Even before the vote on Mr. O’Toole’s leadership, some frustrated Conservative Party members of Parliament were already calling for his departure after he failed to defeat Mr. Trudeau’s Liberals when he fought his first federal election as Conservative Party leader in September. It was the Conservative Party’s third consecutive loss against Mr. Trudeau.
Mr. O’Toole, who was picked as leader less than two years ago, came to the election campaign as something of an unknown quantity among Canadians. He was elected as Conservative leader by appealing to the party’s right wing with a platform that promised to “take back Canada.”
Once installed as leader, however, he quickly tacked left and alienated many among the party’s conservative branch with his attempt to broaden the party’s appeal. After he failed to win last fall’s vote, Mr. O’Toole was criticized by Conservatives on the right for being a political clone of Mr. Trudeau, masquerading as a conservative.
Among other things, he abandoned a promise not to introduce a carbon tax and drew ire from some Conservative caucus members by abandoning a pledge to repeal Mr. Trudeau’s ban of about 1,500 models of military-style rifles.

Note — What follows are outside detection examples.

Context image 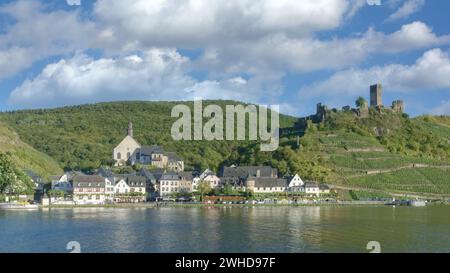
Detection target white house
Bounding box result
[114,179,131,194]
[246,177,288,193]
[72,175,106,204]
[304,182,320,196]
[113,122,184,171]
[51,174,73,193]
[159,172,181,197]
[192,169,221,192]
[113,122,141,166]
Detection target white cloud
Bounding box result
[195,22,450,74]
[387,0,425,21]
[94,0,354,49]
[8,48,280,107]
[0,1,96,80]
[66,0,81,6]
[300,49,450,102]
[431,100,450,115]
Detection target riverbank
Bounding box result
[40,201,450,209]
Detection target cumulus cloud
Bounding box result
[300,49,450,101]
[431,100,450,115]
[0,1,96,79]
[66,0,81,6]
[387,0,425,21]
[195,22,450,74]
[94,0,351,47]
[9,48,277,107]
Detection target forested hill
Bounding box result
[0,101,450,194]
[0,122,62,178]
[0,101,295,170]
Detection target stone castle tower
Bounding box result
[370,83,383,107]
[127,121,133,137]
[392,100,405,113]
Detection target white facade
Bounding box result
[289,174,305,188]
[113,136,141,166]
[52,174,73,192]
[114,179,131,194]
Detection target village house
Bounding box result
[159,172,181,197]
[288,174,305,192]
[50,173,73,193]
[72,175,107,205]
[113,122,184,171]
[220,165,278,190]
[192,169,221,192]
[127,176,147,202]
[179,172,193,193]
[304,182,320,196]
[246,177,288,193]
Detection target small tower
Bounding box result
[370,83,383,107]
[127,120,133,137]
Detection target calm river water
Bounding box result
[0,206,450,253]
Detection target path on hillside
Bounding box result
[329,185,450,200]
[346,164,450,178]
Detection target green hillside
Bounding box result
[0,101,295,171]
[0,123,62,177]
[0,101,450,195]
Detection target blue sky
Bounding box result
[0,0,450,116]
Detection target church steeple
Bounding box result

He also sought to cast himself as a compassionate conservative, distancing himself from the party’s social conservatism on issues like L.G.B.T.Q. rights and abortion while reaching out to union members, a group that has traditionally supported the left-of-center New Democratic Party.
Ultimately, however, Mr. O’Toole’s repeated reversals on policy issues raised questions about exactly what he stood for, said Duane Bratt, a professor of political science at Mount Royal University in Calgary, Alberta.
“It happened really suddenly,” Professor Bratt said of Mr. O’Toole’s ouster. “But all the roots were there. I would say the roots were there even before the election.”
While the Conservatives did score a symbolic victory in the last election, winning the greatest share of the popular vote, the concentration of Conservative support in places like Alberta meant that it didn’t translate into the largest number of seats. Mr. O’Toole also came under criticism after the Conservatives failed to do well in electorally important urban centers like the Toronto area and Metro Vancouver despite his shift to the center.
“There’s an obvious ‘you didn’t win the election, get out’ feeling in the Conservative movement that is probably not fair,” Professor Bratt said. “He probably needed two tries.”
The loud and sometimes violent protests by truckers and others against vaccination mandates and pandemic measures, which have paralyzed downtown Ottawa since the weekend, again revealed the tensions between Mr. O’Toole and his caucus. It was only after several caucus members, including Ms. Bergen, endorsed the movement that Mr. O’Toole, who favors vaccination, joined in. But unlike many caucus members, he nevertheless kept his distance from the protests themselves and only met with representatives from the group at an undisclosed location and without any journalists present.
By contrast, Mr. Trudeau, keeping with the overwhelming public mood, called the protesters a fringe group and condemned them for violence, racism and spreading misinformation.
The current Conservative Party was created in 2000 through a merger of the Canadian Alliance, which began as a Western protest movement, and the Progressive Conservative Party, which formed Canada’s first modern federal government in 1867.
Professor Bratt said that little remains in the party of the more moderate Progressive Conservatives.
“There were moments where he was trying to kick in and drag his party to the center,” he said of Mr. O’Toole. “And there were elements of that party that did not want to go that way. There is no progressive wing in that party anymore.”